Introduction: Liver transplantation (LT) remains the only curative option for treatment of liver cirrhosis today. However, the scarcity of available adequate donor organs accounts for a major challenge in virtually all transplant programs around the globe. Therefore, the enlargement of the so-called „donor pool“ by organs which normally would be regarded as inadequate offers a potential solution to the problem. The reduction of ischemia-reperfusion injury may enable potentially inferior grafts to perform satisfactory after transplantation. In the past, our group and others have demonstrated that erythropoietin (epo) reduces ischemia-reperfusion injury in rat livers and other organs such as brain, heart and kidney. Materials and Methods: In 60 Wistar rats fatty livers were induced by a special diet.
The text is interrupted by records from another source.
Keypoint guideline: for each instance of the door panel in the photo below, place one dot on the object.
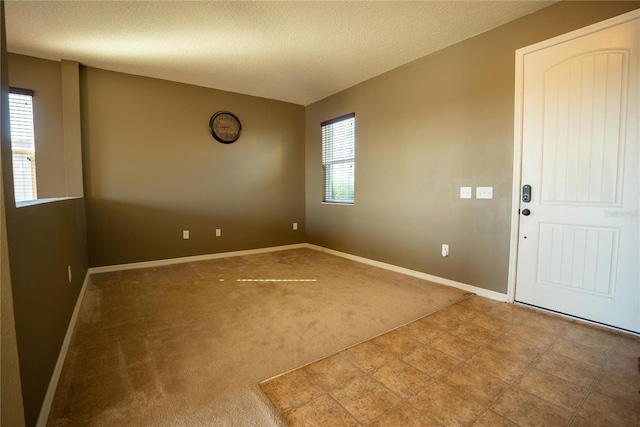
(578, 250)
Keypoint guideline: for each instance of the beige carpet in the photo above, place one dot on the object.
(186, 345)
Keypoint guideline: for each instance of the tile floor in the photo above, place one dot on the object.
(475, 363)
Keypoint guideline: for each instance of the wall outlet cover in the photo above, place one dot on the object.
(465, 192)
(484, 192)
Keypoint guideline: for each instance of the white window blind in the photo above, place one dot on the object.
(23, 144)
(338, 159)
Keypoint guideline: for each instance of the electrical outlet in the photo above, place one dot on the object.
(484, 192)
(445, 250)
(465, 192)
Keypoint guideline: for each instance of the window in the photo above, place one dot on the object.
(23, 144)
(338, 159)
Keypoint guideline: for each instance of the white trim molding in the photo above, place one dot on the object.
(497, 296)
(517, 137)
(170, 261)
(45, 409)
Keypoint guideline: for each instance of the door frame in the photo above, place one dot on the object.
(517, 129)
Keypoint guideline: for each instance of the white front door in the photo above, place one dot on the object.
(578, 247)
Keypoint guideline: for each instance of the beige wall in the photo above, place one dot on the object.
(42, 241)
(11, 409)
(152, 170)
(45, 79)
(423, 131)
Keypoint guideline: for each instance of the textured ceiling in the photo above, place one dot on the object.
(298, 52)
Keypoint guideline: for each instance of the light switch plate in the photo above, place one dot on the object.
(484, 192)
(465, 192)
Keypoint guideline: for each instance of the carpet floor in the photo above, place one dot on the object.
(187, 344)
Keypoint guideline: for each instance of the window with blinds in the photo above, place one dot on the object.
(338, 159)
(23, 144)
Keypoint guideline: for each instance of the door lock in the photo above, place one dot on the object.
(526, 193)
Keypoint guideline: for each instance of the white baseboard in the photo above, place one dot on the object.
(170, 261)
(45, 409)
(497, 296)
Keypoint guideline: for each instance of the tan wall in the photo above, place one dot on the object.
(423, 131)
(42, 241)
(152, 170)
(45, 79)
(11, 409)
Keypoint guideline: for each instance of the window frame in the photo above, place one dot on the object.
(328, 164)
(29, 153)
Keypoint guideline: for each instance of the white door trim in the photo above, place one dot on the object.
(517, 129)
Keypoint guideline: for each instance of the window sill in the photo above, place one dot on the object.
(338, 204)
(26, 203)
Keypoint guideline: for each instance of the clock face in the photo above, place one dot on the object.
(225, 127)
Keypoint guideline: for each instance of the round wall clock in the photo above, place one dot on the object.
(225, 127)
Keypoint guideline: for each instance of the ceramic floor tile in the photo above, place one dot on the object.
(599, 410)
(447, 406)
(404, 415)
(461, 312)
(507, 367)
(519, 346)
(492, 323)
(331, 372)
(536, 336)
(455, 347)
(628, 345)
(430, 361)
(483, 387)
(619, 391)
(510, 312)
(396, 342)
(475, 334)
(579, 352)
(401, 378)
(591, 336)
(367, 356)
(623, 370)
(321, 412)
(491, 419)
(526, 409)
(579, 373)
(441, 320)
(422, 332)
(477, 304)
(290, 390)
(552, 389)
(365, 398)
(522, 368)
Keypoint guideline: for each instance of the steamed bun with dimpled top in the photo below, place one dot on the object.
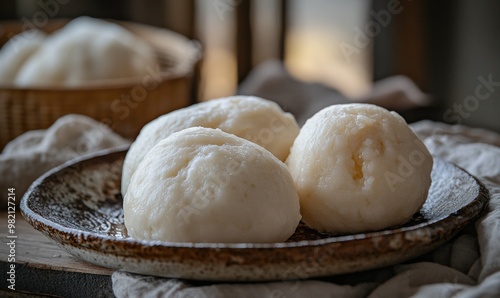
(359, 167)
(86, 50)
(258, 120)
(205, 185)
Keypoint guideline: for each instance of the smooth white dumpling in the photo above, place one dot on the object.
(87, 50)
(205, 185)
(16, 51)
(359, 167)
(258, 120)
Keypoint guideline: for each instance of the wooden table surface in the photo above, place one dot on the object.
(42, 268)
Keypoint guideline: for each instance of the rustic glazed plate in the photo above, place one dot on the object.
(79, 206)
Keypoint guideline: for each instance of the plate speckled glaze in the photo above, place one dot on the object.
(79, 206)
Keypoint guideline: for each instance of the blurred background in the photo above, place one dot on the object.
(450, 49)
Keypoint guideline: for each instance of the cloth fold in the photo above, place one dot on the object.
(33, 153)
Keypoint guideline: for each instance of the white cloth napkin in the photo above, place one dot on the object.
(467, 266)
(30, 155)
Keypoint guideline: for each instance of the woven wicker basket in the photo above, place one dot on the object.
(173, 87)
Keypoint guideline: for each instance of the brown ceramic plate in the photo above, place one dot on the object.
(79, 206)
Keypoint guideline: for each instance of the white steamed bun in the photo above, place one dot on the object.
(359, 167)
(258, 120)
(16, 51)
(86, 50)
(205, 185)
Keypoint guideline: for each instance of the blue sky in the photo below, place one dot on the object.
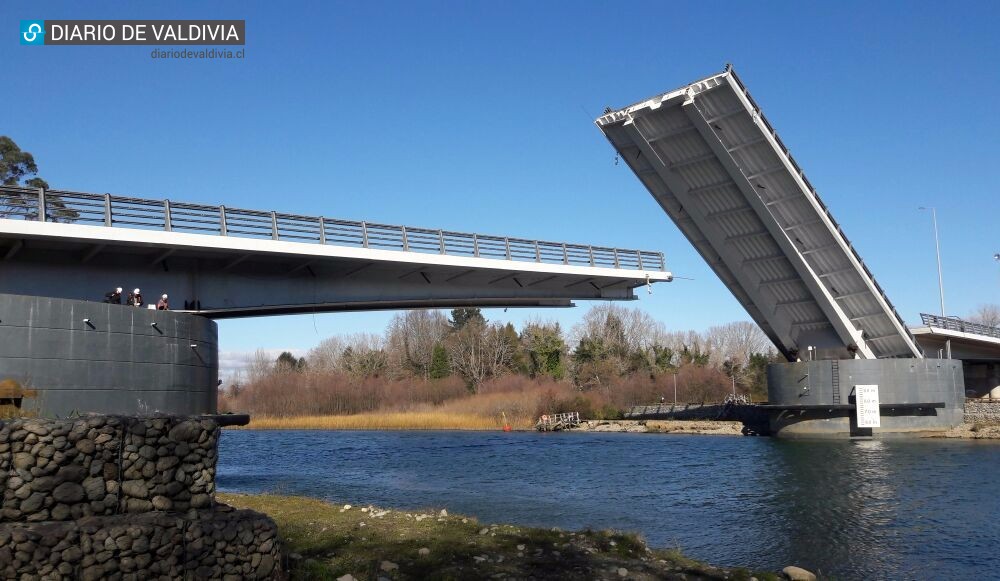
(479, 117)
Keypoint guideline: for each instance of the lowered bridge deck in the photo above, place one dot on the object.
(227, 262)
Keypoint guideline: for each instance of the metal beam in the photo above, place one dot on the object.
(844, 328)
(812, 199)
(94, 251)
(235, 261)
(779, 324)
(162, 256)
(459, 275)
(17, 246)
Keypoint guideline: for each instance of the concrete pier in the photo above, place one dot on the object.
(64, 356)
(816, 398)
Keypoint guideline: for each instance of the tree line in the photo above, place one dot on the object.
(614, 358)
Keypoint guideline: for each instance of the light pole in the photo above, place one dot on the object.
(937, 247)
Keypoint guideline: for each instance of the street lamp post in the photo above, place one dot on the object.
(937, 248)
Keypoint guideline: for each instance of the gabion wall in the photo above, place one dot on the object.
(109, 496)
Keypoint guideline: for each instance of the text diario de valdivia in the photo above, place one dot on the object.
(162, 32)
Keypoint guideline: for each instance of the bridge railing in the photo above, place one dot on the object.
(121, 211)
(956, 324)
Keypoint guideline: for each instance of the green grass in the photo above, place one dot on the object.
(330, 541)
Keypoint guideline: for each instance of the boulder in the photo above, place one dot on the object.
(68, 492)
(794, 573)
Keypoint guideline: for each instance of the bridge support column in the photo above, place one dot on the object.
(60, 356)
(816, 398)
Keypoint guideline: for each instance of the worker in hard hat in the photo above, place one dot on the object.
(135, 298)
(114, 297)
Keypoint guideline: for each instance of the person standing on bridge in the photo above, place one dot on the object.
(135, 298)
(114, 297)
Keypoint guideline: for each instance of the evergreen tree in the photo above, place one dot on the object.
(440, 365)
(465, 315)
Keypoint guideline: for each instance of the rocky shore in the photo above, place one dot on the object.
(970, 431)
(347, 543)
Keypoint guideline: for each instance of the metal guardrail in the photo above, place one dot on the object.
(120, 211)
(956, 324)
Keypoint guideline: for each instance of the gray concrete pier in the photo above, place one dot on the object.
(816, 398)
(76, 356)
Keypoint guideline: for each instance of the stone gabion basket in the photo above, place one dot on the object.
(103, 465)
(123, 497)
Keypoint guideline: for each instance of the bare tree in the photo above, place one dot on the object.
(412, 336)
(364, 355)
(736, 342)
(988, 315)
(325, 357)
(479, 351)
(623, 333)
(258, 366)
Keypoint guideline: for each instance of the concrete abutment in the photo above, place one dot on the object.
(816, 398)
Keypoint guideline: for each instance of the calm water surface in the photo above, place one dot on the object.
(865, 509)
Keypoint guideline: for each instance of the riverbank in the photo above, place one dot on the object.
(385, 421)
(970, 431)
(327, 541)
(698, 427)
(472, 422)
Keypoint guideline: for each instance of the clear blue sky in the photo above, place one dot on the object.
(479, 116)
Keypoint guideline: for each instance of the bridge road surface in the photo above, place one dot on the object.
(225, 262)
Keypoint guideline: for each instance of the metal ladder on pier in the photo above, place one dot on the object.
(835, 380)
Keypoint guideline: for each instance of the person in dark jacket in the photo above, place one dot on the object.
(135, 298)
(114, 297)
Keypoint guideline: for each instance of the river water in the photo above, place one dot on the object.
(862, 509)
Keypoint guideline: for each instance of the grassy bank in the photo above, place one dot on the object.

These livers were transplanted into 60 recipient rats after perfusion with UW solution and cold ischemic time of 6 hours. 30 rats were treated with injection of 4.000 IU/kg of epo into the portal vein at reperfusion (additional injection of 4.000 IU/kg in donor animals before organ removal), while 30 animals received injection of the identical volume of saline at the same time points (controls). 2, 4.5, 24, 48 hours and 7 days after reperfusion we analysed organ function and tissue damage by AST, ALT, LDH, GLDH values as well as histological screening for apoptosis and necrosis (H/E, PAS, TUNEL, Hypoxyprobe). Results: In contrast to our data on non-fatty liver transplantation we did not detect significant differences in the enzyme levels at any time points between epo-treated and untreated animals. However, we did find a dramatic reduction in apoptosis and necrosis rates among epotreated animals, especially in the first 24 hours after reperfusion. Hypoxyprobe staining displayed a significantly smaller number of hypoxic cells in epo-treated liver tissue. 7-day survival was also increased in the epo-group. Conclusion: Erythropoietin enhances the postoperative liver function by reduction of hepatocellular apoptosis and necrosis after transplantation of fatty livers in rats.